FIG. 18 is an explanatory diagram of the start of peeling of the sprayed material construction body that has been restored.

FIG. 19 is an explanatory diagram of the remaining thickness of the worn spray material lining.

FIG. 20 is a correlation explanatory view between the residual thickness of the spray material lining and the peeling occurrence rate in the present embodiment.

FIG. 21 is an explanatory diagram of a spraying method of spraying material.

FIG. 22 is a detailed explanatory diagram of a method of spraying a spraying material onto the lining wall portion.

FIG. 23 is a detailed explanatory diagram of the order of spraying the spraying material onto the lining wall portion.

FIG. 24 is a characteristic diagram of the spraying range length and the rebound loss of the spraying material in this example.

FIG. 25 is a characteristic diagram of the dust generation level when the spray distance is changed in the present embodiment.

FIG. 26 is a partial cross-sectional front view showing another embodiment of a nozzle head.

27 is a side view of the attachment of FIG. 26. FIG.

FIG. 28 is a schematic overall configuration diagram of a conventional taphole gutter.

FIG. 29 is an explanatory view of the restoration construction of the conventional taphole.
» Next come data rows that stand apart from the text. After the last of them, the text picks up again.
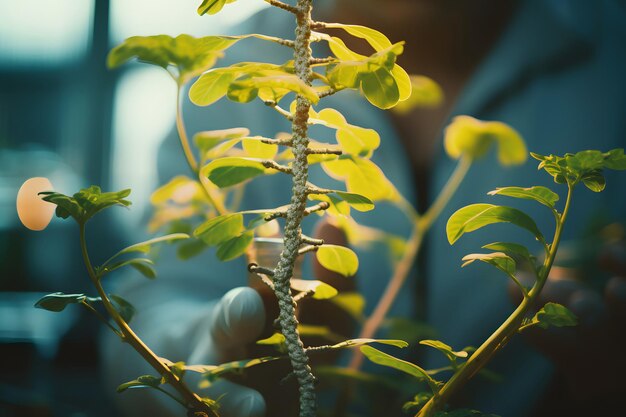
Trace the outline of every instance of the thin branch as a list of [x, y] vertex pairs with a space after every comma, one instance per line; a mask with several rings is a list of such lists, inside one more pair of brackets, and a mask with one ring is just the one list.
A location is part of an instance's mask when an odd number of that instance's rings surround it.
[[304, 215], [308, 216], [309, 214], [315, 213], [316, 211], [326, 210], [328, 207], [330, 207], [330, 204], [328, 204], [326, 201], [322, 201], [319, 204], [316, 204], [316, 205], [311, 206], [311, 207], [307, 207], [304, 210]]
[[280, 145], [280, 146], [291, 146], [293, 141], [290, 139], [271, 139], [271, 138], [261, 138], [259, 139], [261, 143], [266, 143], [268, 145]]
[[273, 277], [274, 276], [274, 270], [273, 269], [269, 269], [269, 268], [265, 268], [262, 266], [259, 266], [257, 264], [255, 264], [254, 262], [250, 263], [248, 265], [248, 271], [252, 272], [253, 274], [263, 274], [263, 275], [267, 275], [269, 277]]
[[189, 168], [194, 172], [194, 174], [198, 173], [198, 161], [196, 161], [196, 157], [191, 150], [191, 146], [189, 146], [189, 138], [187, 137], [187, 132], [185, 131], [185, 124], [183, 122], [183, 109], [182, 109], [182, 91], [183, 86], [181, 84], [177, 85], [176, 92], [176, 129], [178, 130], [178, 137], [180, 139], [180, 145], [183, 148], [183, 153], [185, 154], [185, 158], [187, 159], [187, 163], [189, 164]]
[[93, 313], [102, 323], [104, 323], [109, 329], [113, 330], [113, 333], [115, 333], [116, 335], [122, 337], [121, 333], [119, 330], [117, 330], [115, 327], [113, 327], [111, 325], [111, 323], [109, 323], [109, 321], [102, 315], [100, 314], [100, 312], [98, 310], [96, 310], [95, 308], [93, 308], [93, 306], [91, 304], [89, 304], [88, 302], [86, 302], [85, 300], [83, 300], [80, 303], [83, 307], [85, 307], [88, 311], [90, 311], [91, 313]]
[[334, 193], [335, 190], [331, 190], [329, 188], [320, 188], [315, 184], [307, 182], [306, 184], [306, 193], [307, 194], [330, 194]]
[[326, 22], [316, 22], [316, 21], [311, 21], [311, 23], [309, 23], [311, 29], [316, 30], [316, 29], [325, 29], [326, 28]]
[[277, 219], [279, 217], [287, 217], [287, 210], [276, 210], [273, 211], [271, 213], [269, 213], [267, 216], [265, 216], [263, 218], [263, 220], [265, 220], [266, 222], [272, 221], [274, 219]]
[[293, 173], [292, 169], [288, 167], [287, 165], [281, 165], [277, 163], [276, 161], [272, 161], [271, 159], [263, 160], [261, 161], [261, 164], [263, 164], [265, 168], [275, 169], [276, 171], [284, 172], [285, 174]]
[[293, 14], [300, 13], [300, 9], [298, 9], [297, 7], [287, 4], [287, 3], [283, 3], [282, 1], [279, 1], [279, 0], [263, 0], [263, 1], [265, 1], [271, 6], [286, 10], [289, 13], [293, 13]]
[[309, 60], [309, 65], [323, 65], [323, 64], [330, 64], [331, 62], [336, 61], [337, 58], [335, 58], [334, 56], [329, 56], [326, 58], [311, 58]]
[[343, 152], [341, 151], [341, 149], [332, 149], [332, 148], [311, 149], [311, 148], [307, 148], [306, 154], [307, 155], [341, 155], [341, 154], [343, 154]]
[[306, 235], [301, 235], [300, 241], [302, 243], [308, 243], [309, 245], [315, 245], [315, 246], [320, 246], [324, 244], [324, 239], [315, 239]]
[[320, 247], [318, 245], [309, 245], [298, 249], [298, 255], [304, 255], [308, 252], [317, 252]]
[[335, 94], [338, 91], [339, 90], [334, 89], [334, 88], [331, 87], [328, 90], [320, 91], [319, 93], [317, 93], [317, 96], [319, 98], [324, 98], [324, 97], [332, 96], [333, 94]]
[[267, 107], [273, 108], [274, 110], [278, 112], [278, 114], [280, 114], [281, 116], [283, 116], [285, 119], [289, 120], [290, 122], [293, 121], [293, 115], [287, 110], [280, 107], [278, 103], [276, 103], [274, 100], [265, 100], [263, 104], [265, 104]]
[[293, 301], [294, 301], [294, 303], [297, 303], [298, 301], [300, 301], [300, 300], [302, 300], [302, 299], [304, 299], [306, 297], [310, 297], [313, 294], [315, 294], [314, 290], [299, 292], [298, 294], [293, 296]]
FIG. 30 is an explanatory diagram of the personnel required for construction of a conventional tappipe.

[Explanation of symbols]

 1 is a spray vehicle 2 is a spray material supply device 30 is a spray unit 33 is a chucking device 60 is a head slide device 80 is a head rotation device 90 is a nozzle 91 is a nozzle head 110 is a connection mechanism 114 is a kneading member 304 is a nozzle head 307 Is a spray nozzle 308 is a connection mechanism 309 is a nozzle swivel mechanism 310 is a hydraulic motor

 ─────────────────────────────────────────────────── ─── Continuation of the front page (72) Inventor Tetsuya Yamamoto 1-chome, Mizushima Kawasaki-dori, Kurashiki-shi, Okayama Prefecture (no house number) Inside the Mizushima Works, Kawasaki Steel Co., Ltd. (72) Osamu Kawate, 1-shima Kawasaki-dori, Kurashiki-shi, Okayama Prefecture Chome (No. No.) Kawasaki Steel Co., Ltd. Mizushima Steel Works (72) Inventor Sadayuki Yamazaki 2 1576, Nakasaki, Ako-shi, Hyogo 2 156, Kawasaki Furnace Co., Ltd. (72) Inventor Hiromichi Oka Akaho, Hyogo Prefecture 2 Kawasaki Furnace Co., Ltd., 1576, Higashioki, Ichichu-Chi (72) Inventor Shinichi Maehara 2 Kawasaki Furnace Co., Ltd., 1576, East-Koki, Ako-shi, Hyogo (72) Inventor Kido Yukihisa 29, 3 Higashigura, Kurashiki City, Okayama Prefecture

Claims (4)

[Claims] 1. A sprayed material for forming a tappipe, in which a predetermined spraying material is sprayed at a predetermined discharge pressure on a laying portion and a wall portion which come into contact with molten iron or the like of a taphole gutter of a blast furnace to apply a working lining. The apparatus includes a self-propelled carriage having a boom, and a spray unit detachably held by a chucking device at a boom tip of the self-propelled carriage, and the spray unit sprays at least the spray material. A spraying material spraying device for forming a tappipe, which has a structure for holding a nozzle head so as to be rotatable and slidable. 2. The spraying unit includes a head rotating device that holds a nozzle head so that the nozzle head can rotate, and a slide device that holds the head rotating device so that the head rotating device can slide. The slide device is a chucking device. The spray material spraying device for forming a tap pipe according to claim 1, wherein the spray material spraying device is held by a boom. 3. The nozzle head is provided with a nozzle swivel mechanism for driving a nozzle for ejecting a spray material so that the tip of the nozzle swirls.
The spray material spraying device for forming a tap pipe as described in. 4. The chucking device has a base part attached to the tip of the boom and a disassembled body detachable from the base part, and the base part movably holds a plurality of balls in the radial direction, A cam member for projecting the ball outward in the radial direction is slidably held in the vertical direction, and a ball accommodating portion for accommodating a part of the ball is formed in the divided body. Item 1. A spray material spraying device for forming a tappipe according to item 1 or 2.